“有什么事吗?”钟年很好奇保安特意把自己叫过来的原因,保留着一点警惕,没有离得太近,站在两米外的地方。
“你等我一会儿。”保安大叔说,然后弯腰钻进了保安亭,很快就拿出了一袋子东西出来。
袋子是很漂亮的礼品袋,红色的,看不出里面装着什么。
保安大叔擦了擦脑门上的汗,露出来的笑有点腼腆,把礼品袋递到钟年面前:“一点东西,送给莫太太。”
钟年一愣:“是什么?”
“有个住户刚搬过来,送了我一点见面礼,好像是什么进口的点心……”保安大叔见钟年迟疑着,连忙道,“这种甜不拉几的东西我一个糙老爷们也吃不惯,进嘴里也品出什么味来,吃了也浪费。我想着不如就送给你……莫太太喜欢吃甜的吗?我听说这个挺好吃的,模样小小个看着也很漂亮。”
“这……”钟年有点受宠若惊,摆手道,“这怎么好意思,我之前都没送给您什么,不能收的。”
“拿着吧拿着吧。”保安大叔干脆把袋子一整个塞进他怀里,让他不得不接住,“别跟我客气,上次你来我都没有好东西招待你不是么?”
“……好的,谢谢了。”
推脱不掉的钟年只能收下了,好好道过谢。
他拿着礼品袋往回走,有些好奇地提前把里面的东西拿出来看。
盒子的外层盖子是透明的,能看到码放在里面的袖珍糕点,正如保安大叔所说的很漂亮,形状各异,有樱花的、玫瑰的、还有小兔子形状的。
看着就很诱人。
钟年看得入神,低头一路走着,进了电梯,感觉到有人慢了自己一秒走进来,抬头一看,又是一怔。
……又是那个住在1604的邻居。
他手里还提着那个黑色袋子,没丢,也不知道刚刚到底是去干什么了,呼吸有点喘,进来的脚步也很着急。
怪巧的。
紧接着钟年冒出一个疑惑,如果是社恐的话,看到电梯里有人应该会宁愿等下一趟,也不会选择同座一乘吧。

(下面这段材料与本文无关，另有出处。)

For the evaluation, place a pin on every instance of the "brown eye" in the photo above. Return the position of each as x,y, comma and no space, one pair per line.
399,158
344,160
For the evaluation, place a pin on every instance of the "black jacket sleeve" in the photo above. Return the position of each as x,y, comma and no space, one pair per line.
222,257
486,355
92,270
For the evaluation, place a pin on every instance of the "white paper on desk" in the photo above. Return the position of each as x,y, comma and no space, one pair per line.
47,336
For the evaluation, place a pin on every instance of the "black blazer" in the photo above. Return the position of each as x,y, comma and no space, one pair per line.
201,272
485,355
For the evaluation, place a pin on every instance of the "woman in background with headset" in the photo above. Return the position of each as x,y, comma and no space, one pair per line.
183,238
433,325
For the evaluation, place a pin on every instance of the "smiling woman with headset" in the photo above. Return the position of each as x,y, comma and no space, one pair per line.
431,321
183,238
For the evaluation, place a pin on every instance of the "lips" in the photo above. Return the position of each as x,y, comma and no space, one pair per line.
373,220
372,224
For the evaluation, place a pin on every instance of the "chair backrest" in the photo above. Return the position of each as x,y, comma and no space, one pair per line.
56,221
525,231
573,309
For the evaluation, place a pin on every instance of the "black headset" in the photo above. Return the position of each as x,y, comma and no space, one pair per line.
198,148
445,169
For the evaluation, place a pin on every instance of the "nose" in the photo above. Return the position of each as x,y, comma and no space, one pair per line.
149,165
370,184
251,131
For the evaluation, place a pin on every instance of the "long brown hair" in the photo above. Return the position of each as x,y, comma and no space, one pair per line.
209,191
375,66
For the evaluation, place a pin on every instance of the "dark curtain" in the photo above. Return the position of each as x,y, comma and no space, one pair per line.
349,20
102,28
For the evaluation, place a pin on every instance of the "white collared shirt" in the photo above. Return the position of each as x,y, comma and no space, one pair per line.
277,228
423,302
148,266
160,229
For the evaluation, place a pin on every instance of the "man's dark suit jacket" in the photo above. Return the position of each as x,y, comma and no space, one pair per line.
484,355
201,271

虽然不太明白,但是钟年还是尽量给对方一个舒适的空间,又一次站到角落里,降低自己的存在感,也没说话,继续看甜点。
数了数,只有九个。
每个都很可爱,又是不好分的奇数,钟年暗暗决定带回家藏起来,绝不能让浑蛋丈夫发现。
或者……拿出几个当作回礼送给管理员先生也不错。
不知道他今天有没有做新的甜点呢?
正想着,钟年忽然感觉到一道视线。
他抬头,又什么都发现,高大邻居还是站在电梯口的位置,背对着自己,都没有回头。
钟年只当是自己太敏感了,甩开了念头。
可就在他要把东西收起来时,不经意间通过电梯的墙壁发现了一双窥视着的眼睛。
对视的一瞬间,高大邻居好比应激的大猫震颤了一下,赶紧撇过脸。
但为时已晚,钟年已经发现了他又在偷看自己的小动作,并且没有收回视线,持续性地打量他。
钟年越看,他就越不自在,肉眼可见地慌张起来,甚至是一点点地缩到与钟年位置对角线的角落里,开始“面壁”。
钟年又想笑了。
为了不让这个胆小的高大邻居再次受到刺激,钟年努力地把嘴角压了压,从礼品袋里拿出了一个糕点,伸过去,尽量展示出自己的善意。
“要吃一个吗?”
第79章
当发现对方高大逼人的外表下其实是一只心地不坏的纸老虎的时候,钟年就没有一点心理压力了。
他也愿意主动对好人散发善意。
漂亮糕点绝不会给朝夕相处的坏丈夫,但能给一个不熟悉的好邻居。
钟年就是这种憎恶分明、吃软不吃硬的性格,但如果对方是坏东西,那么也将得不到他一丁点的好脸色。
除非这人还不到无可救药的程度,也会乖乖认错。
“要吗?”
见邻居定住不动,钟年又把手心里的糕点往前送了送。
他弯起来的圆眼如同月牙,电梯里不太明亮的冷白灯光在幽蓝色的眸子里如熠熠生辉的星子,连带他人的心弦一起闪烁着。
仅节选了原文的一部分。